Raucher:innen haben ein doppelt so hohes Risiko an einem Grünen Star zu erkranken wie nichtkonsumierende Personen. Denn Tabakrauch wirkt direkt schädlich auf Sehnerv und Strukturen, die den Augendruck regulieren. „Fortgesetzter Zigarettenkonsum beschleunigt zudem den Verlust von Nervenfasern und damit das Fortschreiten der Erkrankung“, stellt Barth klar. „Auch beim Glaukom hat man bis auf die Anwendung von Tropfen relativ wenig selbst in der Hand, aber ein Rauchstopp bringt positive Effekte.“ Sie macht deutlich, dass ehemalige Raucher:innen mit ihrem Glaukomrisiko „nur noch etwa 25 Prozent über dem von Nichtrauchenden“ lägen. „Ein deutlicher Gewinn für den Sehnerv.“
Um ein Vielfaches steigere Rauchen das Risiko für eine endokrine Orbitopathie, die sich meist in Form stark hervortretender Augäpfel bei Morbus Basedow zeige, so die Expertin. „Rauchen verschlechtert nachweislich den Verlauf der Autoimmunerkrankung, auch Medikamente wirken weniger gut.“ So gehöre der Rauchstopp bei dieser Erkrankung zu den unerlässlichen Basismaßnahmen, so Barth. Das gelte in gleicher Weise bei Diabetes Typ 1. „Rauchen fördert die diabetesbedingte Netzhauterkrankung“, betont sie. „Diabetes-Betroffene sollten unbedingt damit aufhören.“
Ebenso werde auch das weit verbreitete trockene Auge durch Tabakrauch begünstigt. „Rund 15 Prozent der Bevölkerung klagen über Symptome eines Sicca-Syndroms. Rauch reizt die Augenoberfläche und fördert Entzündungsprozesse – aktive und passive Rauchfreiheit kann die Beschwerden deutlich lindern“, berichtet Barth.

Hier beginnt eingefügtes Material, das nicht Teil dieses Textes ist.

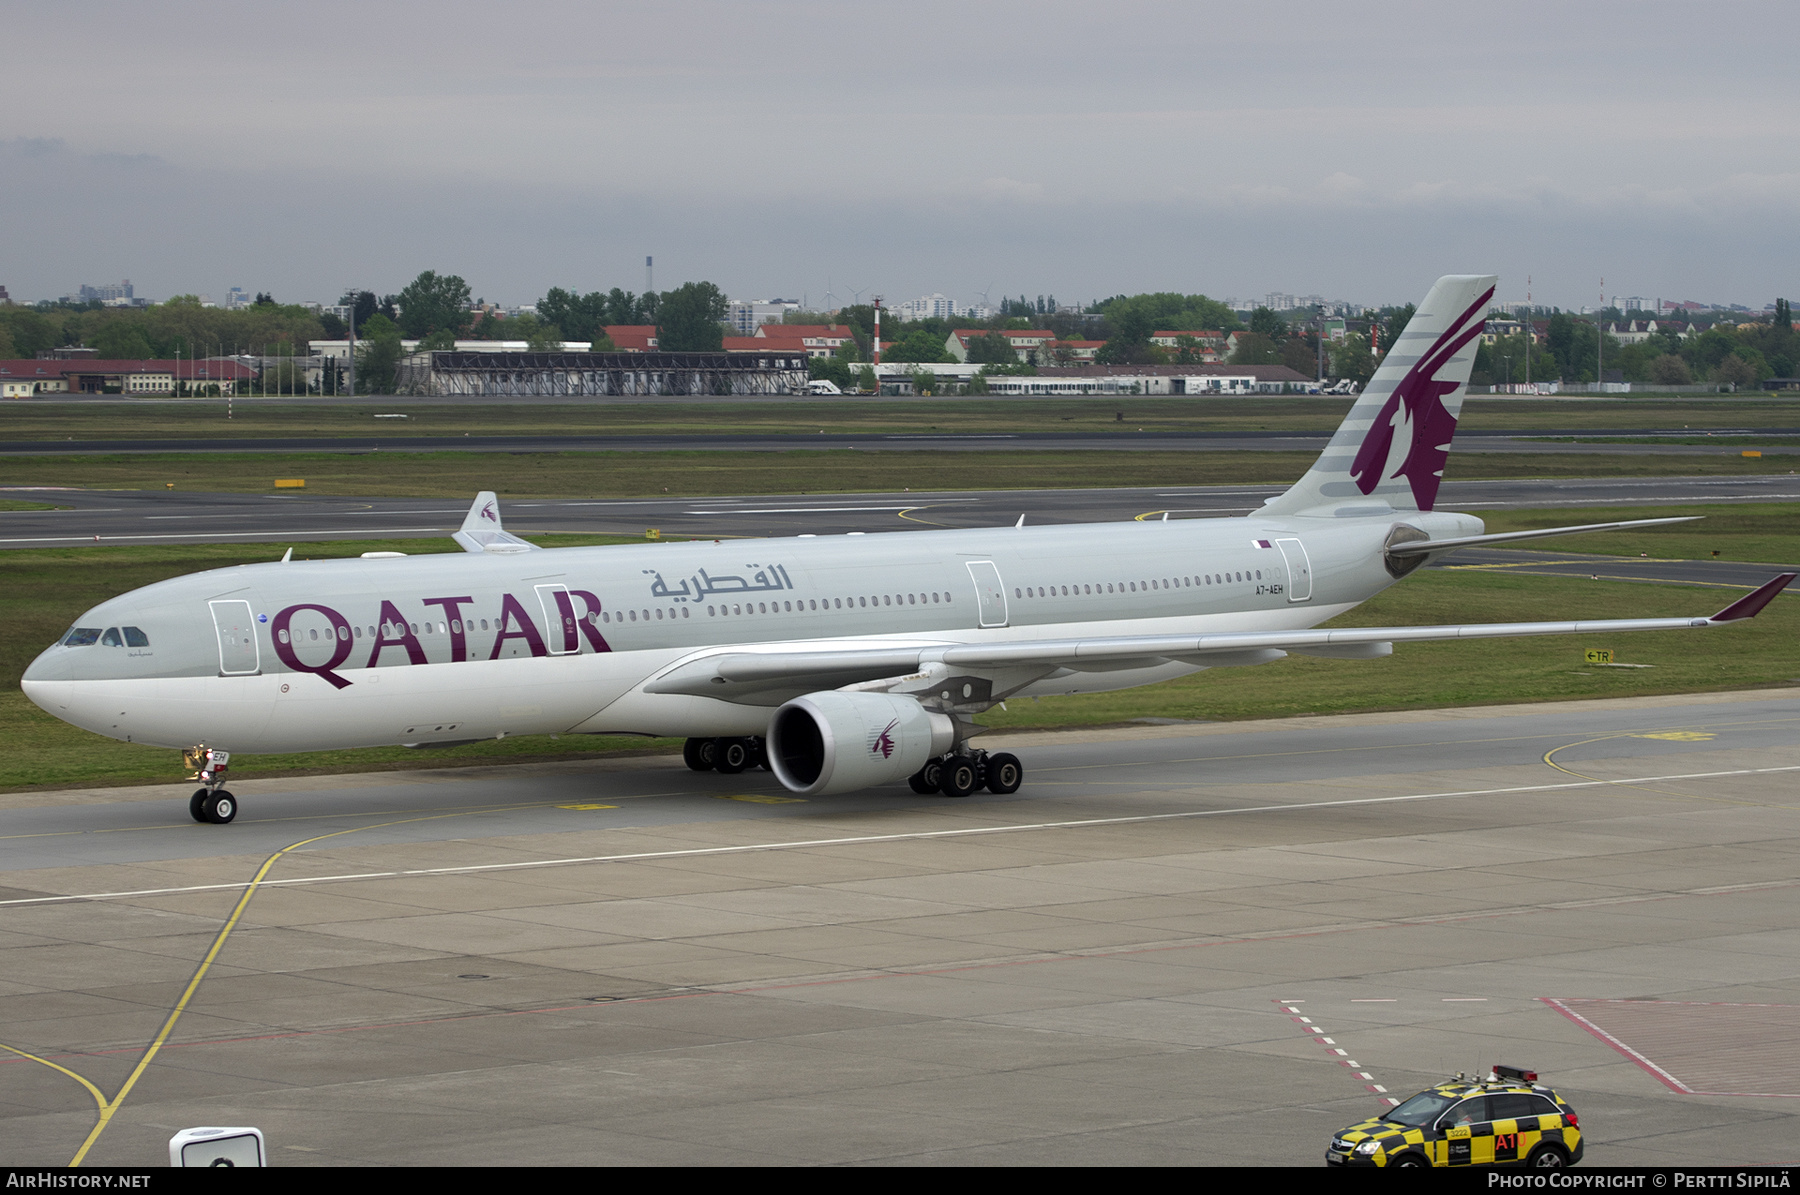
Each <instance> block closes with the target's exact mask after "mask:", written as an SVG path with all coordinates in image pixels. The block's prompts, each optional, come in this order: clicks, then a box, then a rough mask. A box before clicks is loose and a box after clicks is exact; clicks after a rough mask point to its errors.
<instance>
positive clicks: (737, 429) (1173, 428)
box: [0, 394, 1800, 439]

Rauchen in der Schwangerschaft habe gravierende Folgen für das Ungeborene, so Barth. „Raucht die werdende Mutter, sind beim Ungeborenen die Risiken für spätere Fehlbildungen des Auges und für Sehfehler wie Kurzsichtigkeit oder Schielen erhöht“, warnt sie. Kinder rauchender Mütter müssen nachgewiesenermaßen häufiger wegen Augenproblemen ins Krankenhaus. „Wir empfehlen daher, bereits bei Kinderwunsch konsequent auf Tabak- und Nikotinprodukte zu verzichten“, so die DOG-Expertin. „Zu den Auswirkungen von E-Zigaretten auf die Augengesundheit liegt bis dato nicht genügend Literatur vor, ich rate aber vom Konsum klar ab.“
Kein anderer Lebensstilfaktor beeinträchtige das Auge in so vielen Bereichen wie das Rauchen, so Barth. „Rauchen ist ein größerer Hebel als Ernährung“, macht sie deutlich. „Wer schwer tabakabhängig ist und aufhören möchte, erhält seit Kurzem mehr Hilfe von der Kasse, wenn er an einem qualitätsgesicherten Entwöhnungsprogramm teilnimmt.“
Die gesetzlichen Krankenkassen übernehmen seit August 2025 erstmals Kosten für verschreibungspflichtige Arzneimittel zur Raucherentwöhnung mit den Wirkstoffen Nicotin oder Vareniclin. „Ein Rauchstopp ist eine der wichtigsten Maßnahmen, um das eigene Sehvermögen und das der Kinder langfristig zu schützen – und lohnt sich in jedem Alter“, betont Barth.